How can I measure model performance with weighted logistic regression?

Question

I am working with some survey data that uses probability weights. A number of sources explain that likelihood-based tests and fit statistics like likelihood-ratio, AIC, and BIC are not valid in the context of the weighted MLE.

Are there other tests, statistics, or graphics that one can use in this context to get an idea of how one model performs relative to another model?

Be careful, note that survey weights may often be doing things other than just dealing with a complex survey design. There may also be non-response and post-stratification adjustments in the weights. Remember, the weights are for estimation of population totals, not just the inverted sampling probabilities. Also, did you read the paper in the link? — probabilityislogic, Sep 28 '13 at 21:35
What kind of sampling scheme do you have? I am familiar with methods for Case-cohort and Nested case control sampling. I believe any kind of independent (with replacement) sampling can also be easily dealt with, because the weights are conditionally independent given the data, hence standard empirical likelihood theory can be used to justify e.g. score tests based on the weighted likelihood ratio. — guest47, Apr 01 '13 at 04:25

score -2 · Answer 1 · answered Jan 10 '23 at 12:03

When working with survey data that uses probability weights, it is important to be mindful of the fact that traditional likelihood-based tests and fit statistics may not be valid. This is because probability weights can introduce a level of complexity into the data that can affect the assumptions underlying these methods.

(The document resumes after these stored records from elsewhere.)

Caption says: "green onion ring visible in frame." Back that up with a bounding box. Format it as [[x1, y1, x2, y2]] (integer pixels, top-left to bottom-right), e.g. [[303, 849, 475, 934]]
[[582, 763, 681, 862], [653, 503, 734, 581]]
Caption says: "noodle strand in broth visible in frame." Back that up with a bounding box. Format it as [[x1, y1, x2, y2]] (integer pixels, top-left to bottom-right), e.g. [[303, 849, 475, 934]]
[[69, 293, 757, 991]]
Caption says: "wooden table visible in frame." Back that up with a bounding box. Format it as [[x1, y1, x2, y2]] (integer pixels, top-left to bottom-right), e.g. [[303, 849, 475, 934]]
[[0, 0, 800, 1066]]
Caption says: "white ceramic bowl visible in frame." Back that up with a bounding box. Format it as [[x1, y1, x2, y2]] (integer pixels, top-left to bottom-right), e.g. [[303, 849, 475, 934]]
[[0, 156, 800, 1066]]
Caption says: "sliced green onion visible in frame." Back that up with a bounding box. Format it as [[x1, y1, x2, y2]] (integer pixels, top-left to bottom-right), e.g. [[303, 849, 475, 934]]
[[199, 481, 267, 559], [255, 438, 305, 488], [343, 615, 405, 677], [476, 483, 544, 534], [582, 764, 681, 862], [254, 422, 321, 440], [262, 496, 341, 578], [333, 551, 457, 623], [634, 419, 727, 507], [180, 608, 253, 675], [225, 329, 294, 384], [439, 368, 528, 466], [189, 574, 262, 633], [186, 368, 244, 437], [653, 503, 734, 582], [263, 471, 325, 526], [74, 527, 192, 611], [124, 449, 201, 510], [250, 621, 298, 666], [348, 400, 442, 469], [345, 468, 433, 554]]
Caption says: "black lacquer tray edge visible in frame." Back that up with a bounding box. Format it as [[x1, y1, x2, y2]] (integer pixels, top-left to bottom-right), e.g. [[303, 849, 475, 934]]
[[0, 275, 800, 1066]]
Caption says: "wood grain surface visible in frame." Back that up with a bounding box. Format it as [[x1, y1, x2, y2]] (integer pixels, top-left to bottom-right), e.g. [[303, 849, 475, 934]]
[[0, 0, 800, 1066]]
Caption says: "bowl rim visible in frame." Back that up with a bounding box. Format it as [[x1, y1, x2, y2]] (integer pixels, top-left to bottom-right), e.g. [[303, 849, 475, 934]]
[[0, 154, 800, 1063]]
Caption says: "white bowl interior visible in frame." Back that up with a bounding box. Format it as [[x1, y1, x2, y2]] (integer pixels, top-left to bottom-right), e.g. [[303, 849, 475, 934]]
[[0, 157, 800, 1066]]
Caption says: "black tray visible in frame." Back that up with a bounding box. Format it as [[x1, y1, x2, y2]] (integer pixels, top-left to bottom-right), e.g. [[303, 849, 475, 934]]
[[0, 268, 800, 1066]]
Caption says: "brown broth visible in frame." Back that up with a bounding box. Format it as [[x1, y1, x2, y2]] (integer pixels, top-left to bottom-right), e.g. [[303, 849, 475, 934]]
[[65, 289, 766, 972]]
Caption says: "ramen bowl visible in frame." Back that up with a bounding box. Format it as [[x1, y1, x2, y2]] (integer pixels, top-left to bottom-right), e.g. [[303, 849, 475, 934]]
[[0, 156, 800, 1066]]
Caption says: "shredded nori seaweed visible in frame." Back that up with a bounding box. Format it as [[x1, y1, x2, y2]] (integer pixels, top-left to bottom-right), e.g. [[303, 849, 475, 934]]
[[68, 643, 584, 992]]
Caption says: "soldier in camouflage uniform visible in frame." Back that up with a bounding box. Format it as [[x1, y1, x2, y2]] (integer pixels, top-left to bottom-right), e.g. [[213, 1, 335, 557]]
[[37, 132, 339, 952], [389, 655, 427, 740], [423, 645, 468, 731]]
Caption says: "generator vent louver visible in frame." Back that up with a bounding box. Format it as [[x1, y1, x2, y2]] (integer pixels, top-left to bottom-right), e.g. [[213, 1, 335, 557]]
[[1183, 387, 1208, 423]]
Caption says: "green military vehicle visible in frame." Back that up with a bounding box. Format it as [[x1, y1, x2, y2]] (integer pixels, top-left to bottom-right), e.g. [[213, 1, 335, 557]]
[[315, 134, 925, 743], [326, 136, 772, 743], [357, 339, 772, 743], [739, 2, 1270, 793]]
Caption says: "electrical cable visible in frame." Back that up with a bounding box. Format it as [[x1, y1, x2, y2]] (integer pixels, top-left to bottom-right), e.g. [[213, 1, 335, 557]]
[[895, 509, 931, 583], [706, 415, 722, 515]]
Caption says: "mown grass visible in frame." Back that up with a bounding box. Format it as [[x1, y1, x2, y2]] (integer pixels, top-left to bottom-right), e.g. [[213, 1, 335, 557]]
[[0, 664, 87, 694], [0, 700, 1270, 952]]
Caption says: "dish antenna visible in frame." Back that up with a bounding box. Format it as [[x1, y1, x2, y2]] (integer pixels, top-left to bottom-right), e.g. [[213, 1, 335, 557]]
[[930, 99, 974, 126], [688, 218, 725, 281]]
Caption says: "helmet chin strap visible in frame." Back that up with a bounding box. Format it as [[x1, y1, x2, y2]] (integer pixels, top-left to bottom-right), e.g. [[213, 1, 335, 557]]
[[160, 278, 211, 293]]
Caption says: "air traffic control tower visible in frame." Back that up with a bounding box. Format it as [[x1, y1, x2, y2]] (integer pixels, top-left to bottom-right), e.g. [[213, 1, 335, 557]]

There are alternative methods that can be used to compare models in the context of weighted MLE:

Design-based methods: These methods take into account the survey design and account for the complex sampling structure. For example, you can use the Rao-Scott chi-squared test, which is a modified version of the chi-squared test that is appropriate for survey data.
Bootstrap methods: Bootstrap methods are a family of non-parametric resampling techniques that can be used to make inferences about a population from a sample. You can use bootstrapping to estimate standard errors, confidence intervals, and p-values for model parameters and test statistics.
Weighted least squares: One of the alternative is to use weighted least squares instead of Maximum likelihood. It's often used when data has heteroskedasticity or when data is correlated.
Comparison of predicted probabilities: Another alternative is to compare the predicted probabilities from different models to evaluate their performance. A common method is to calculate the average absolute difference in predicted probabilities, which is a measure of the average absolute difference between the predicted probabilities of the two models.
Information criterion: There are alternative information criterion such as “Weighted Akaike information criterion (AIC)” or “Weighted Bayesian information criterion (BIC)” that take into account the complex sampling structure of survey data by incorporating the weights into the formula.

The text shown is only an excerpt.